Jokes on Wokes . Woke culture is all around us, and sometimes, it’s just too easy to poke a little fun at it. If you’re looking for some lighthearted, tongue-in-cheek jokes about the “woke” wave, buckle up. These jokes take a playful swipe without any hard feelings—because we can all use a laugh, no matter what side of the conversation we’re on!
1. Why did the woke person bring a ladder to the protest?
Because they wanted to get on a higher moral ground.
2. How many woke people does it take to change a lightbulb?
None—they just hold a sign demanding better lighting conditions for all!
3. Why did the woke vegan break up with their partner?
Because they found out they were still cheating… on their gluten-free diet.
4. What did the woke person say at the coffee shop?
“Is this latte gender-neutral?”
5. Why don’t woke people play Monopoly?
Because it promotes capitalism, inequality, and, worst of all, rent!
6. Why was the woke person always late?
Because they were too busy correcting the time for cultural biases.
7. How do you know if someone’s woke?
Don’t worry, they’ll tell you—multiple times.
8. What do you call a woke pirate?
An “Arrrr-volutionary” who fights for equitable treasure distribution.
9. Why did the woke person refuse to join the gym?
They couldn’t support a place that builds up privilege while tearing others down.
10. Why do woke people love yoga?
Because it’s the only time they can “stretch” their opinions even further.
11. What did the woke tree say to the lumberjack?

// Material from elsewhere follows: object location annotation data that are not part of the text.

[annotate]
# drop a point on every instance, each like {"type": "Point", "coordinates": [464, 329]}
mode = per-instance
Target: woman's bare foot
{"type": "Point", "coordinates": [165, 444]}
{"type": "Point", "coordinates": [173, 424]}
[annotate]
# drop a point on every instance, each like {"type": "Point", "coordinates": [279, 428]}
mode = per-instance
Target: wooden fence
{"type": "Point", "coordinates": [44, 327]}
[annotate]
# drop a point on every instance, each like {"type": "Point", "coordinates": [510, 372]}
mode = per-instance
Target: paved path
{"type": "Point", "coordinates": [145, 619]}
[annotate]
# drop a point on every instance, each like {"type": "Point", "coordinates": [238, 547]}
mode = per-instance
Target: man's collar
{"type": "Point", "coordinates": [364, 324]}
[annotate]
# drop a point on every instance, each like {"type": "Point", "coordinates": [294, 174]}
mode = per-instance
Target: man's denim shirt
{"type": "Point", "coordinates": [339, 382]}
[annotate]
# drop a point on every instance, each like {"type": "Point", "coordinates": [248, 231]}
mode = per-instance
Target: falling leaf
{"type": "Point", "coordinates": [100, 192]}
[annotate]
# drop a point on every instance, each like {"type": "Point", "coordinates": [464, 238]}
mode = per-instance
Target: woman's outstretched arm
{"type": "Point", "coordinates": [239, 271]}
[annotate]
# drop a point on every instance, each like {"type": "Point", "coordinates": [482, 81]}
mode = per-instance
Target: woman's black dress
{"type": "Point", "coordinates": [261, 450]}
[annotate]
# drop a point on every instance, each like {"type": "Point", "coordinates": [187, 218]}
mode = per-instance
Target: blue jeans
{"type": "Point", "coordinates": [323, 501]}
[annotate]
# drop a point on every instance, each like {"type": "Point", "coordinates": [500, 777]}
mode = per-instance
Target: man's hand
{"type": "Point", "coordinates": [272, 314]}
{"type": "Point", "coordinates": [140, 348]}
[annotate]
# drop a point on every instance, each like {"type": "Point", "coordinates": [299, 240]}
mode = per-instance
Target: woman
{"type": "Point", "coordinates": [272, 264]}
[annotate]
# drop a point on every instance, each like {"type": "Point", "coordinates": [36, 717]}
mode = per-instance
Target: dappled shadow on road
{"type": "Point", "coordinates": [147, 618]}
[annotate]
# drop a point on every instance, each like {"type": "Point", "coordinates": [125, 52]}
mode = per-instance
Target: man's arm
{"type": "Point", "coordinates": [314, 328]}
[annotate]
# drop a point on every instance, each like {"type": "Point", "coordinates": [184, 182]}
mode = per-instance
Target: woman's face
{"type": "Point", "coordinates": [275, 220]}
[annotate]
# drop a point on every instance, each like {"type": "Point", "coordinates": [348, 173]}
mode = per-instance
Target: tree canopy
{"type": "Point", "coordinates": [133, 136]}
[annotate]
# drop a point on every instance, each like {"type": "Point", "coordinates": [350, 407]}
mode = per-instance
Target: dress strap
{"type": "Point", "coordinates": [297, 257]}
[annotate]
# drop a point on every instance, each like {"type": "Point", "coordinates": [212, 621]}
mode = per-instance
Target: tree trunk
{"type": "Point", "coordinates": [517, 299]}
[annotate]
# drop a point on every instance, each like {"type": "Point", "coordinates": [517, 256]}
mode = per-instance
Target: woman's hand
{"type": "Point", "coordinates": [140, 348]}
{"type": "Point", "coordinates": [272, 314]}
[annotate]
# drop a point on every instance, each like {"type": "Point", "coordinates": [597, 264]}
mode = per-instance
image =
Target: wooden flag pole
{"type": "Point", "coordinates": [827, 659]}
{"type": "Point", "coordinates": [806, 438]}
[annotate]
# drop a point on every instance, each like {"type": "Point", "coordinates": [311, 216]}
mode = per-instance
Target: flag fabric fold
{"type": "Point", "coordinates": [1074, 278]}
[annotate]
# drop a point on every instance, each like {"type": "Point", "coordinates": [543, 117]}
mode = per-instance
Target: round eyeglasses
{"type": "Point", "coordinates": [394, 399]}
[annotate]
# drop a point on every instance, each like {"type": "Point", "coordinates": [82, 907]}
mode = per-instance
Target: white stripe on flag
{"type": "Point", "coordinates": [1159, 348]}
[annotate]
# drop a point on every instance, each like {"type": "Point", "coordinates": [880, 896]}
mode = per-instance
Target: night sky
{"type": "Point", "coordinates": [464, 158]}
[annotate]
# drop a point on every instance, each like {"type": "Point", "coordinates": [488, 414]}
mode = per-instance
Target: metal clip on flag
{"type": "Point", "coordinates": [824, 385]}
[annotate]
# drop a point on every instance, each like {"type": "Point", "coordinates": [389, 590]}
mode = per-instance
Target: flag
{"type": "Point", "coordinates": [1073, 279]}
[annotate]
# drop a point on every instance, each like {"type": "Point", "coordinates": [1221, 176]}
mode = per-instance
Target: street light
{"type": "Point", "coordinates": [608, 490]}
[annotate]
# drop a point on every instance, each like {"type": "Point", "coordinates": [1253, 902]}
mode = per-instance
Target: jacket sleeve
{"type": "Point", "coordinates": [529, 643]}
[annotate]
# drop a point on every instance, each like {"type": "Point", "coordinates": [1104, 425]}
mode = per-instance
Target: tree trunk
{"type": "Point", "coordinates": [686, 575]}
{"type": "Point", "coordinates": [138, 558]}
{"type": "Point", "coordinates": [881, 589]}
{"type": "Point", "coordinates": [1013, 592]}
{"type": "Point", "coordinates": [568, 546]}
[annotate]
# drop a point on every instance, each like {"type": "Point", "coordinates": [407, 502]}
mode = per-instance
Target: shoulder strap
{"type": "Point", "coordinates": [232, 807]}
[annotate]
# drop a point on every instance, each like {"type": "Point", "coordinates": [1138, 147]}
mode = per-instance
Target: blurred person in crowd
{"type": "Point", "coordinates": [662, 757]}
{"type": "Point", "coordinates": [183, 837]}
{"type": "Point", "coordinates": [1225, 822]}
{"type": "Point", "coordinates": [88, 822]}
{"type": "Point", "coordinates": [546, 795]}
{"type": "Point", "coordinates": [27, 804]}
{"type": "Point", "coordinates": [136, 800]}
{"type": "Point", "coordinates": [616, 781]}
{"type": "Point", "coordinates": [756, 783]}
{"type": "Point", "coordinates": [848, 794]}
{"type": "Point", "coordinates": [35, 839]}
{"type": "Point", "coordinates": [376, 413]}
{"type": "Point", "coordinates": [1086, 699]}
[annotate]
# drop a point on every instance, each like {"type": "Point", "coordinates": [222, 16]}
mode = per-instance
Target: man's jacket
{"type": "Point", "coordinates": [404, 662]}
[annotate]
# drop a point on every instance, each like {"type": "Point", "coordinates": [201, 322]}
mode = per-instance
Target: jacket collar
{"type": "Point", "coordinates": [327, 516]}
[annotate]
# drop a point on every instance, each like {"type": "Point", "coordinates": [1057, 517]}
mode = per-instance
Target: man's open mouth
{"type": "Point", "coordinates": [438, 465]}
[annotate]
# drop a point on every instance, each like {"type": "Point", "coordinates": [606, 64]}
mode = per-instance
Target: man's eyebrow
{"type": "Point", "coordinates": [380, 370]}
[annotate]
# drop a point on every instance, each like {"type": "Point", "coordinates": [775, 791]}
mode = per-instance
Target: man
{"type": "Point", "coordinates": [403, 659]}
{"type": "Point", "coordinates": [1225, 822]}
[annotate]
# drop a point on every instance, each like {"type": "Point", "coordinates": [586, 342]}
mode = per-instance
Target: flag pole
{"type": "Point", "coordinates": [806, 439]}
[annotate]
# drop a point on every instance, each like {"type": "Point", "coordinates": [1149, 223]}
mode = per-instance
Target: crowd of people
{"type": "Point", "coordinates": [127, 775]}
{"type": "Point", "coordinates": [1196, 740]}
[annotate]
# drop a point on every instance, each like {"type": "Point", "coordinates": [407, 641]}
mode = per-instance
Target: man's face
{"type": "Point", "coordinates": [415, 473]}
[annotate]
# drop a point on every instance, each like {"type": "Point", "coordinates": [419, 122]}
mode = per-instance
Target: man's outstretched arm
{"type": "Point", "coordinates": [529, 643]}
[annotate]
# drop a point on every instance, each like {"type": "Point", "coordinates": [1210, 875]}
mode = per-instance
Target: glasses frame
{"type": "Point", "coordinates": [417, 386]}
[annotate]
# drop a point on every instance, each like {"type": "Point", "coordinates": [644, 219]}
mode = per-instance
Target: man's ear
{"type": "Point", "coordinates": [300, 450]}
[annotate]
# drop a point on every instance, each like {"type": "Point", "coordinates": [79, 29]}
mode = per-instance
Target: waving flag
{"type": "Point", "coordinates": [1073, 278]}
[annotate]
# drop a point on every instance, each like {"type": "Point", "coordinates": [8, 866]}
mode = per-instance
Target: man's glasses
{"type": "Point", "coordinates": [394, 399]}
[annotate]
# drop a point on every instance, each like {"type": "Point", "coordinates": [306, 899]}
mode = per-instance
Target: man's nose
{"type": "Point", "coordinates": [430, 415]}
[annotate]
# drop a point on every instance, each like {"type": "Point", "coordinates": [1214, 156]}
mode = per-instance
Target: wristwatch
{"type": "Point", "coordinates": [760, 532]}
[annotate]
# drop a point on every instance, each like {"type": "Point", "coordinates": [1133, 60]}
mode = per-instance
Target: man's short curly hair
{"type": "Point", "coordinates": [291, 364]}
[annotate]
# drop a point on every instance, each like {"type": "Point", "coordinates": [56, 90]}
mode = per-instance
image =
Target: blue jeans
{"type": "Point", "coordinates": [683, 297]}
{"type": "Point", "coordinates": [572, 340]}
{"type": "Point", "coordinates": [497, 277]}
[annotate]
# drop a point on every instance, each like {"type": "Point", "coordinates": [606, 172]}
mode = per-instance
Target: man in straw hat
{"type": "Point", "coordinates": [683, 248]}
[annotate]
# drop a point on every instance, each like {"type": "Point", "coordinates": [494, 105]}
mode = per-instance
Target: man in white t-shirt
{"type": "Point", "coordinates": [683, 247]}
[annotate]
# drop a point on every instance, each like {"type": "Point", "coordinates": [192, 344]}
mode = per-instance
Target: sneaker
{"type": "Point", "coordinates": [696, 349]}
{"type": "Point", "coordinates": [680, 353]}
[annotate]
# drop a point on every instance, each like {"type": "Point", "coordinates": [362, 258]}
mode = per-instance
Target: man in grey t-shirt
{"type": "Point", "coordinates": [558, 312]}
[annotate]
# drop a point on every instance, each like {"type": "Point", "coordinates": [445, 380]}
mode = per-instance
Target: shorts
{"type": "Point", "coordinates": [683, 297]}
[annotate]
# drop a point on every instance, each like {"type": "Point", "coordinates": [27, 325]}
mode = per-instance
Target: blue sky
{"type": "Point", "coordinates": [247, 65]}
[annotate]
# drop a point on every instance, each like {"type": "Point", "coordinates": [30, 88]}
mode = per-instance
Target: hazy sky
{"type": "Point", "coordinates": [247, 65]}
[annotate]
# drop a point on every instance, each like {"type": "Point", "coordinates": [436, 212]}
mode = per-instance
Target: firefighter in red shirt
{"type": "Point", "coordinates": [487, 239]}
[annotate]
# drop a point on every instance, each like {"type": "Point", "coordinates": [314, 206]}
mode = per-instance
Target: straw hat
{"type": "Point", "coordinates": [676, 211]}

“Stop logging—nature didn’t consent to this deforestation!”
12. Why did the woke bird refuse to fly south for winter?
Because it didn’t want to participate in migratory stereotypes.
13. What’s a woke person’s favorite type of bread?
Any kind, as long as it’s not white.
14. Why did the woke scarecrow win an award?
Because it was outstanding in its field—of intersectional representation.
15. Why don’t woke people play cards?
Because they can’t handle the concept of a trump card.
16. How did the woke person react to a magic trick?
They were amazed—until they realized magic isn’t real and now they’re questioning the whole system.
17. What did the woke carpenter say after building a table?
“This is an inclusive platform for all to sit at.”
18. Why did the woke person get kicked out of the restaurant?
They demanded to see the emotional menu.
19. How does a woke person order pizza?
“Can I get that gluten-free, dairy-free, cruelty-free, and bias-free?”
20. Why don’t woke people ever argue?
Because they’d rather engage in a compassionate dialogue and seek a mutual understanding… most of the time.
Remember, these jokes are all in good fun! The goal is to laugh with the woke crowd, not at them—because humor is the best way to bridge differences and bring us all to the same table (hopefully the inclusive one).